Assessing road user behavior is essential for the design of safe road environments. Understanding users’ errors, motivations and expectations when using road systems allows for an infrastructure design that minimizes human error, elicits safe behavior and reduces the probability of serious injury 1-5. This paradigm of road environment design is at the heart of road safety philosophies in leader countries such as Sweden (Vision Zero program) and the Netherlands (Sustainable Safety program) 6. The assessment of pedestrian behavior is a priority in today’s global society 7 and, in particular, in developing countries, where they are considered as the most vulnerable road user 8.
There are a variety of ways to assess pedestrian behavior, including the evaluation of pedestrian choices under simulated and real scenarios. Simulated scenarios have been especially valuable in understanding pedestrian behavior 9-14. On the other hand, studies on pedestrian behavior in real scenarios allow researchers to describe and quantify the frequency of common risky behaviors 15-17, as well as testing theories that predict pedestrians’ choices and reactions to traffic conditions.
Video-based methods may constitute a feasible option to assess pedestrians’ road-crossing choices and interactions with vehicles around them. However, most computer applications that focus on evaluating pedestrian behaviors are still at the level of algorithm development for detecting and tracking moving objects 15,18-20 or are not easily available or well suited for the analysis of a variety of traffic conditions 15-17,21-23. Only a few studies have reported the use of flexible applications for road safety with a main focus on assessing the trajectory, traffic volume and/or traffic object speed 19,24,25.
The present study reports the feasibility of a new video-based algorithm to conduct automated analysis of pedestrians’ behavior at a busy urban location in Bogotá, Colombia.
METHODS
Design
In this study, a computer algorithm was developed to gather information on pedestrian behavior from videos taken in a busy urban location in Bogotá, Colombia.

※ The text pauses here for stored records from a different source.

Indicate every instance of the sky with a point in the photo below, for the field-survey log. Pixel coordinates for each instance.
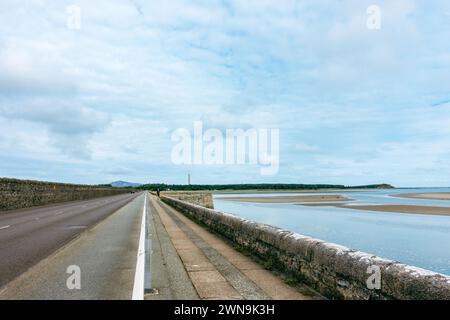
(100, 101)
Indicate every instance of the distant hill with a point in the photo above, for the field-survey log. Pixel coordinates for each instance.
(124, 184)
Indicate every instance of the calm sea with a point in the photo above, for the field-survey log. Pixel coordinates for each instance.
(418, 240)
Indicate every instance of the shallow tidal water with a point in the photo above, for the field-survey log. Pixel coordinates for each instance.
(419, 240)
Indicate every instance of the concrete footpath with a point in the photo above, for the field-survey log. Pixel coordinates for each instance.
(188, 262)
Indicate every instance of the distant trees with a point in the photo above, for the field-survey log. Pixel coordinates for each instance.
(268, 186)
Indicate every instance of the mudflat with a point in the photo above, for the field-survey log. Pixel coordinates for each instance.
(288, 199)
(426, 196)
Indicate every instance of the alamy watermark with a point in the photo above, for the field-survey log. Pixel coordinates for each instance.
(374, 280)
(74, 280)
(229, 147)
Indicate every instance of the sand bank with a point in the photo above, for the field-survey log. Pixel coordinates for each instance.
(288, 199)
(411, 209)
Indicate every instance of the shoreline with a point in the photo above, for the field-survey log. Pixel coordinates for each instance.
(287, 199)
(424, 196)
(388, 208)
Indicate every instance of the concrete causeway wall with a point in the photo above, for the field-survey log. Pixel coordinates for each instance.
(335, 271)
(17, 194)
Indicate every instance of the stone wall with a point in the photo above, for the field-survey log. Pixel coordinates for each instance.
(203, 199)
(335, 271)
(17, 194)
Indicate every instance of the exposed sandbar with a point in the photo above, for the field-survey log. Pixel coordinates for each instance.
(288, 199)
(410, 209)
(425, 196)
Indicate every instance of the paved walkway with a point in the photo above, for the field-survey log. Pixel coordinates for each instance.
(189, 262)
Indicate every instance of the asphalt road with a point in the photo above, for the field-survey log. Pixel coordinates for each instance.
(29, 236)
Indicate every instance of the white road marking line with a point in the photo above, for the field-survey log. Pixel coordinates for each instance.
(138, 288)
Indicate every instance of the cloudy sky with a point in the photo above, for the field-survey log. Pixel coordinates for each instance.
(99, 103)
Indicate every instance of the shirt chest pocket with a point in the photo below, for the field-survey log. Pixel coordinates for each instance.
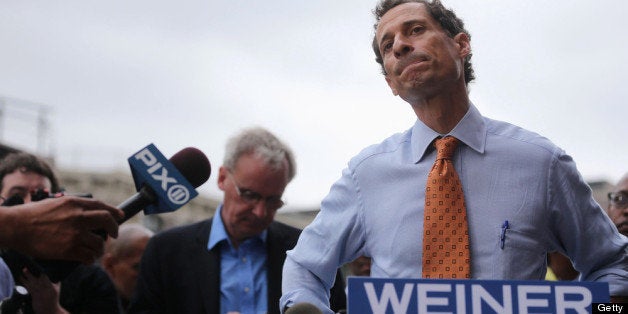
(518, 255)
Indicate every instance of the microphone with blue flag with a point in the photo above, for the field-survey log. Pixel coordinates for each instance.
(164, 185)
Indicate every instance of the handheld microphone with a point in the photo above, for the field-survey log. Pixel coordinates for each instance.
(190, 162)
(303, 308)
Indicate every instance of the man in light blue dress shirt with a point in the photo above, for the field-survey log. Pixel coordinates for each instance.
(230, 263)
(516, 182)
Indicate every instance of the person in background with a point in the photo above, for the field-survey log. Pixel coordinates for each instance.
(617, 208)
(617, 211)
(513, 195)
(59, 235)
(360, 266)
(230, 263)
(24, 178)
(121, 260)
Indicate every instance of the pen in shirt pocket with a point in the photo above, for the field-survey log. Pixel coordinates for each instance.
(502, 238)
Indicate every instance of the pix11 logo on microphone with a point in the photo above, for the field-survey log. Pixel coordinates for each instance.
(150, 167)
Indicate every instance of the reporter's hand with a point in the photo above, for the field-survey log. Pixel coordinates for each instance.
(59, 228)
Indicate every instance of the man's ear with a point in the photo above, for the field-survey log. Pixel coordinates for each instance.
(464, 44)
(391, 85)
(222, 176)
(107, 262)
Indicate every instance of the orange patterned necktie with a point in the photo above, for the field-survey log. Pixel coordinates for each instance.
(445, 229)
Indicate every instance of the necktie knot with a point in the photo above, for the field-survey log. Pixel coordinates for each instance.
(445, 147)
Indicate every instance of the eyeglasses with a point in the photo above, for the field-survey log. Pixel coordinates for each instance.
(618, 200)
(252, 198)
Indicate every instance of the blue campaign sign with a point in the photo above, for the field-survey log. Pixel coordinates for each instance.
(409, 296)
(151, 168)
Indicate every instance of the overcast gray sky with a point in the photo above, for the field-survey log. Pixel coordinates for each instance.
(119, 75)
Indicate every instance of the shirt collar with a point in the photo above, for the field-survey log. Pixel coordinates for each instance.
(471, 130)
(219, 234)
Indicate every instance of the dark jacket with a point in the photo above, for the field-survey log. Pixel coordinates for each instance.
(179, 275)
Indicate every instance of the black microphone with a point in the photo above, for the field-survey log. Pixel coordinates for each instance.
(191, 163)
(303, 308)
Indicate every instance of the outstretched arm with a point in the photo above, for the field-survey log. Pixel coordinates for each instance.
(59, 228)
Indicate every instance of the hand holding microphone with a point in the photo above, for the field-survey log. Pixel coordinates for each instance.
(303, 308)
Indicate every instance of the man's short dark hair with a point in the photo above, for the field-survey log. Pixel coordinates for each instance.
(27, 162)
(451, 24)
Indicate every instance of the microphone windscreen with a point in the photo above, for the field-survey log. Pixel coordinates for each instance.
(303, 308)
(193, 165)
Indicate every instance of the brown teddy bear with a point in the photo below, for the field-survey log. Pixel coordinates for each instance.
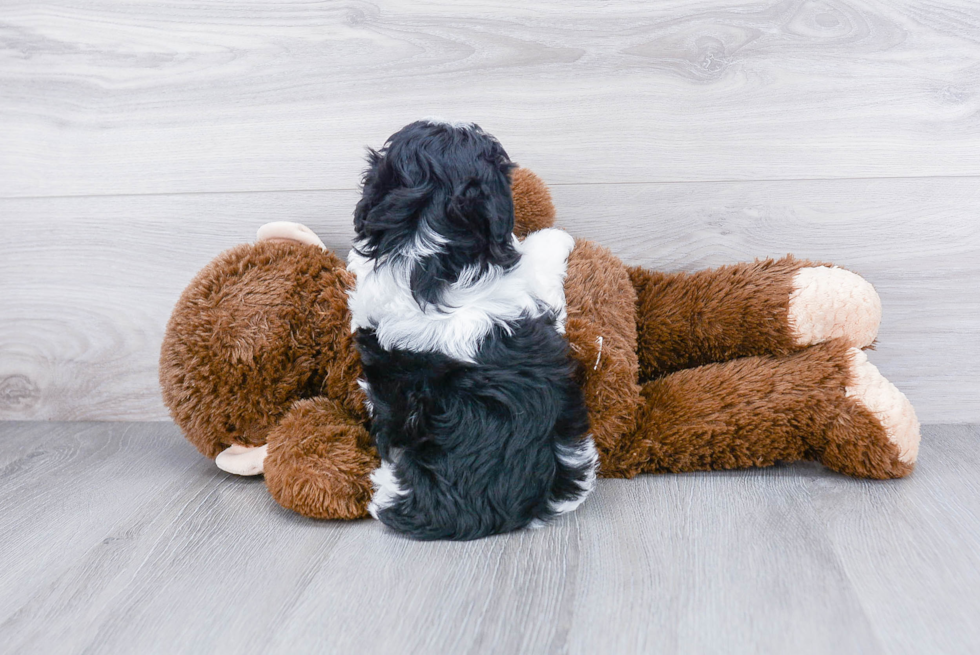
(740, 366)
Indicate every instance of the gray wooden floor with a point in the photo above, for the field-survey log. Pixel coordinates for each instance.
(119, 538)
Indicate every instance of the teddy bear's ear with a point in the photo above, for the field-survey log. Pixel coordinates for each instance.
(533, 209)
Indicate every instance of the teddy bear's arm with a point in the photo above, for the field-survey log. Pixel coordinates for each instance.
(825, 403)
(764, 307)
(320, 460)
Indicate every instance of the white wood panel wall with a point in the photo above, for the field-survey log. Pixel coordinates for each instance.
(139, 140)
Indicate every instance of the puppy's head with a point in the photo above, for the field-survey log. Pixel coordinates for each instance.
(437, 200)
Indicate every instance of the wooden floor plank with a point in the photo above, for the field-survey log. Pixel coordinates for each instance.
(103, 98)
(87, 285)
(120, 538)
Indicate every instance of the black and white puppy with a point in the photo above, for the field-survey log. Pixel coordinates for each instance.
(476, 413)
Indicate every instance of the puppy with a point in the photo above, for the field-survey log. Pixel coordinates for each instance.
(476, 413)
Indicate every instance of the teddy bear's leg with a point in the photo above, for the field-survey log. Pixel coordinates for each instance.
(759, 308)
(824, 403)
(260, 327)
(320, 461)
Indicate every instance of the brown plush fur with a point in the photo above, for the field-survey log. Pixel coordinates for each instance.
(601, 304)
(695, 371)
(258, 328)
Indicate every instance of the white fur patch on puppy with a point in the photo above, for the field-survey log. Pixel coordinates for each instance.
(833, 303)
(242, 460)
(887, 403)
(288, 231)
(471, 307)
(386, 488)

Urban locations considered for this study included those with high frequency of pedestrians crossing the road and those were video-camera recording above street level (8th to 10th floor) was possible. To assess the validity of the video-based information, selected behaviors of pedestrians assessed with the algorithm that was created for the video analysis were compared whit those assessed visually.
Data collection procedures
Data collection was done through videotaping pedestrians as they crossed a selected road (Figure 1). An audio video interleave format (AVI) video was taken from a tall building that was adjacent to the road of interest. The view scope of the recordings allowed for the analyses of pedestrian crossings at the corner through designated areas (i.e., the crosswalk or pedestrian crossing) and up to approximately 30 meters from the corner. The video recording angle and distance did not allow to positively identifying specific pedestrians; therefore, it was not possible to describe the demographics of observed pedestrians. Letters requesting permission to place video recording equipment on an upper level of buildings were sent to their administrators. The present study reports the results obtained from videos taken at the corner of 53rd street and 11th avenue in Bogotá, Colombia. Standard SONY camcorder DCR SR82 equipment was used.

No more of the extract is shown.